Supermarkets have escaped the worst of the economic crisis as shoppers rushed to stock up. Woolies posted the strongest quarterly sales growth in more than a decade earlier this year. Other retailers have not fared so well although a rise in consumer confidence may lead to a brighter future. The ANZ-Roy Morgan consumer confidence index grew for the ninth week in a row, although it is still well below the long-term average.
In Tasmania, restrictions have been eased early in preparation for the upcoming long weekend. Up to 20 people can now gather and people are able to stay away from the night. The 30km travel restriction has also been lifted.
NSW will lift restrictions on gyms, dance studios and other physical fitness centres in a fortnight. Short term NSW holiday rentals are also seeing a boom in bookings as people look to explore the state after staying home for three months.
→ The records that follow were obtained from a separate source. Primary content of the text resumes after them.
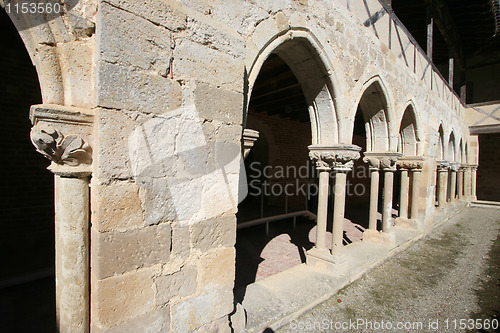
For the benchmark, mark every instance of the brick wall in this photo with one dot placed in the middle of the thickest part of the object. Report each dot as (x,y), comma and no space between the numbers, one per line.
(26,227)
(488,179)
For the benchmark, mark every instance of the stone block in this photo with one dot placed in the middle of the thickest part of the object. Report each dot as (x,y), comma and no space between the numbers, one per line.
(194,60)
(124,88)
(191,314)
(209,234)
(118,299)
(130,40)
(214,103)
(178,284)
(116,206)
(157,321)
(217,268)
(163,13)
(118,252)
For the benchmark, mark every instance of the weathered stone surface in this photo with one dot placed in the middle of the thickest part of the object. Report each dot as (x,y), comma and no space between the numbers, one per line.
(178,284)
(117,299)
(130,40)
(209,234)
(214,268)
(215,103)
(116,252)
(116,206)
(197,311)
(122,88)
(157,321)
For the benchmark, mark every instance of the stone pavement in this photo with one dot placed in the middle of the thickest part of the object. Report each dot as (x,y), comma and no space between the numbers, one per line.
(450,275)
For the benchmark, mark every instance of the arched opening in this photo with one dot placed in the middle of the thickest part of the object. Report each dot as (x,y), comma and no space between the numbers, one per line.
(27,235)
(371,133)
(276,218)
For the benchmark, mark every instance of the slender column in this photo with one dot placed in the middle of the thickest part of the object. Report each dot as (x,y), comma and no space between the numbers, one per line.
(324,177)
(473,182)
(442,183)
(403,197)
(71,163)
(339,210)
(387,210)
(460,183)
(415,194)
(374,181)
(72,253)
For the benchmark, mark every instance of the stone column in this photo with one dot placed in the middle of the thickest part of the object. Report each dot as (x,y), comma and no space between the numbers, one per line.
(403,197)
(473,181)
(453,182)
(340,158)
(442,169)
(71,164)
(387,162)
(249,138)
(460,182)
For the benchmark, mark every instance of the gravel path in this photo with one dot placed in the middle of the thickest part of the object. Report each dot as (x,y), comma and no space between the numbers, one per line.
(450,275)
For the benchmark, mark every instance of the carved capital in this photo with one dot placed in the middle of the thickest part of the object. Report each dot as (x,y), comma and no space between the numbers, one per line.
(61,134)
(249,138)
(382,160)
(337,157)
(414,163)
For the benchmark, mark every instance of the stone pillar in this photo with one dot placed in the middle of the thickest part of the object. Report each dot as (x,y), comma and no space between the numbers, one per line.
(473,182)
(62,134)
(442,169)
(340,158)
(414,164)
(453,182)
(460,183)
(387,162)
(403,197)
(249,138)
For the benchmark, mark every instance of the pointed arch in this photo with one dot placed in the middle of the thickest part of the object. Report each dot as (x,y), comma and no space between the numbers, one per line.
(312,67)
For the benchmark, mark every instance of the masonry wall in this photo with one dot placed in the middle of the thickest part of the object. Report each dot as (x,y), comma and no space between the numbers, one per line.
(170,94)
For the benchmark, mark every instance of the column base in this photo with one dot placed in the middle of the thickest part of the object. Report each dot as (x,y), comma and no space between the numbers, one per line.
(323,261)
(405,223)
(379,238)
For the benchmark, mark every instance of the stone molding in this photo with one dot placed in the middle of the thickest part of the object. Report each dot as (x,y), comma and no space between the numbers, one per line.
(63,135)
(413,163)
(249,138)
(336,157)
(385,160)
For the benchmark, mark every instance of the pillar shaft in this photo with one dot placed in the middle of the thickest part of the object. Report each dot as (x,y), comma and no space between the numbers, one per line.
(324,177)
(460,184)
(387,210)
(403,197)
(72,257)
(374,181)
(338,211)
(442,185)
(415,191)
(453,185)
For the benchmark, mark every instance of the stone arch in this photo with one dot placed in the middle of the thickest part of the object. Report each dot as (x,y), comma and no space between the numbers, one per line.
(451,152)
(408,132)
(61,50)
(311,66)
(374,105)
(440,152)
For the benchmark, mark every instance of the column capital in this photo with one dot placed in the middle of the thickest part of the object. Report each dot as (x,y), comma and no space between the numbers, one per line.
(443,165)
(337,157)
(63,135)
(249,138)
(385,160)
(413,163)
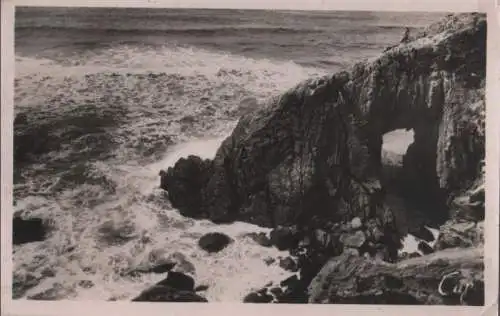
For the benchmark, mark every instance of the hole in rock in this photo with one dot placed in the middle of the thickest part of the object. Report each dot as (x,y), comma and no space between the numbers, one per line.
(414,204)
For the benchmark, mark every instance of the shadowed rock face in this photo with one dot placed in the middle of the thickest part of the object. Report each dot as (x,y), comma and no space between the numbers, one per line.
(315,151)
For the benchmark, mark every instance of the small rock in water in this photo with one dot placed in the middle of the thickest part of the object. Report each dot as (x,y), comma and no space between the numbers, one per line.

One legacy of the crisis could be the end of the office as we know it. Many people had to quickly adapt to working from home and some businesses may be questioning the need to pay for large office spaces as they look to shave costs. This change could benefit regional and rural Australia as people feel less tied to the urban centres where their offices were based.
The threat of new coronavirus spikes could also lead many to stay from home in the short term. South Korea was lauded for its action early in the crisis but is now locking down again after the virus rebounded. As Australia embarks on reopening the country how we deal with any future outbreaks is key to whether we have to return to the lockdown.